Virginia Troy: A Champagne Flute with an Iron Spine

An essay by Washington-based writer Eve Tushnet has been posted on the website of the conservative think tank Russell Kirk Center. This is entitled: “Champagne Flute with an Iron Spine: Dystopia and Providence in Five Novels.”  Her topic is five “reactionary” novels through which she explains how

the collapse of the previous order was not merely an economic and political transformation but an existential cataclysm which shattered men’s understanding of their place in the world. For these novels the death rattle of premodernity meant not merely revolution, but apocalypse.

Four of these novels are classics of revolt against the times: Giuseppe Tomasi di Lampedusa’s The Leopard, Joseph Roth’s The Radetzky March, Mikhail Bulgakov’s Russian Civil War novel White Guard, and Evelyn Waugh’s Sword of Honour trilogy.

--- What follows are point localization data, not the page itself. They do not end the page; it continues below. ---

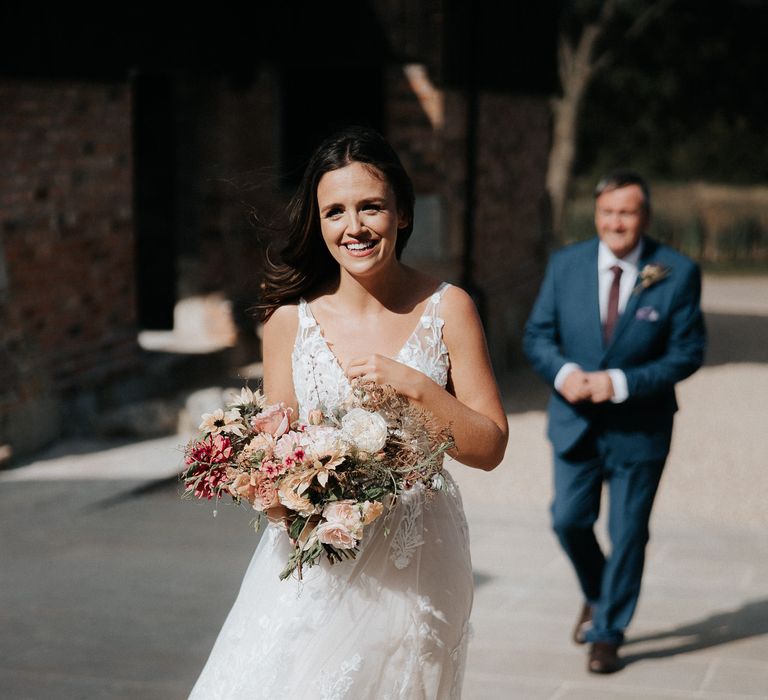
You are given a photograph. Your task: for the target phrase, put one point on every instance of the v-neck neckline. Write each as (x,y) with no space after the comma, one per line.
(321,332)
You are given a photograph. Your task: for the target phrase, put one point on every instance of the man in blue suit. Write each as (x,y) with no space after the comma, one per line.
(616,324)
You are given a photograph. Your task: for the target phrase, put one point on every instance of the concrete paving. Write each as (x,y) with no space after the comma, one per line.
(112,587)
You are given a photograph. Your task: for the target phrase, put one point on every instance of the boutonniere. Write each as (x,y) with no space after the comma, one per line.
(649,275)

The fifth, Hermann Hesse’s The Glass Bead Game, is an experimental science-fiction collage novel which at first seems to sit oddly among works otherwise set in some version of a real, historical world. Yet to read these books not in order of publication but in the order I’ve just named them—slotting Hesse in right before Waugh—is to watch the apocalypse in slow motion. The post-apocalyptic world is recognizably our own, as the vanished world is recognizably alien. By exploring these novels’ common ground, we can see what we’ve lost—and what we’ve forgotten.

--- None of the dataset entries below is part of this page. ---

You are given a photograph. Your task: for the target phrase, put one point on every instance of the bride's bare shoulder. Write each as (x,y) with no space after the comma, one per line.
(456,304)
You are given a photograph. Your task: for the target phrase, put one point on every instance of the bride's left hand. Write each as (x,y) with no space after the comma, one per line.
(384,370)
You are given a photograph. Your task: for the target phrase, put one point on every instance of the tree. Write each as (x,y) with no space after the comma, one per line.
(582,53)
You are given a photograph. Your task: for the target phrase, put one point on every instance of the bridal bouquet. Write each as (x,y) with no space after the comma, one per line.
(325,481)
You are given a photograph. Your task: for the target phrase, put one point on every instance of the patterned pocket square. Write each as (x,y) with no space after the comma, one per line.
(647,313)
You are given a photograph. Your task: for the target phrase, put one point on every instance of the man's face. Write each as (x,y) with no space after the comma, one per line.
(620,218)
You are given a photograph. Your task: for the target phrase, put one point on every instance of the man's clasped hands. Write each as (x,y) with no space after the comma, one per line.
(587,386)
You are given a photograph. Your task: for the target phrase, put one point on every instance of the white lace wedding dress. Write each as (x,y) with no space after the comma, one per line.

After applying her interpretation to the four other novels she arrives at Waugh’s war trilogy. Following a brief summary of the novel in the same context in which she considered the other four, she encapsulates her analysis in this description of Virginia Troy:

[Guy Crouchback’s] divorcĂ©e Virginia Troy, once Virginia Crouchback, dies in the role she spent the whole trilogy fleeing: a Catholic wife and the mother of the Crouchback heir. She was ferocious to Guy once (“Darling, don’t pretend your heart was broken for life”) and she somehow manages to surrender without ever collapsing. She makes her first confession “fully, accurately, calmly, without extenuation or elaboration”; she calls her child “it” and there’s something perversely appealing in her honest, shocking distaste for her own baby. She’s like a champagne flute with an iron spine. Virginia is shameless and sans-souci: God’s own gossip, the meretrix turned mediatrix. In this novel, which slowly reveals how totally the premodern world has been lost even before the book begins, there is one last link with that lost world, forged on God’s terms and not our own: God the comedian continues the line of the Blessed Gervase through the child of a con man and an adulteress.

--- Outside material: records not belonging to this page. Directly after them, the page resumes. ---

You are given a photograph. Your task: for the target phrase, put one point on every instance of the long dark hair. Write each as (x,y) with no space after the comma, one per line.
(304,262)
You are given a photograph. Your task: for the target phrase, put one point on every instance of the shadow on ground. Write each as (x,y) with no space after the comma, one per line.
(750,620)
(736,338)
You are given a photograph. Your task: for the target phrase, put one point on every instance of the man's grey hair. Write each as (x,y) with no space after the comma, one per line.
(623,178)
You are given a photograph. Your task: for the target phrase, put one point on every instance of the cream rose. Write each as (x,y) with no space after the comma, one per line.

The essay then concludes with this:

If there is a lineage of reactionary novels, it tells the transition from premodern to modern not as the triumph of humanism, but as the loss of the human. Like the A-bomb, these novels demonstrate that where human power abounds, human powerlessness abounds still more. And the hope Waugh’s trilogy offers, which is not found in Roth or Hesse and flashes like lightning at the edges of Bulgakov’s work, is that we are not in our own hands.

Thanks to Dave Lull for sending a link to this essay.

In an essay on Waugh’s religious conversion, Joseph Pearce, editor of the St Austin Review, offers his view of Virginia Troy. This is posted on the National Catholic Register website. Pearce considers Virginia one of

Waugh’s […]  hollow men. We think of Ted [sic] and Brenda Last in A Handful of Dust, of Hooper and Rex Mottram in Brideshead Revisited, or of Guy Crouchback’s ex-wife Virginia in Sword of Honour, to name but a representative few. And yet Waugh’s works do not derive their depth of applicable meaning from the shallows and the shadows of the hollow men he satirizes but in the presence of grace working in the lives of those whose consciences are alive to its power. […] In Sword of Honour it is Guy Crouchback’s decision to remarry his ex-wife, the ironically named Virginia, who is pregnant with another man’s child, which constitutes the act of self-sacrificial love, wedded to suffering, to which grace has called him. In laying down his own life for the unborn child, Guy accepts and embraces the gift of grace which is all the more beautiful because it is crowned with thorns.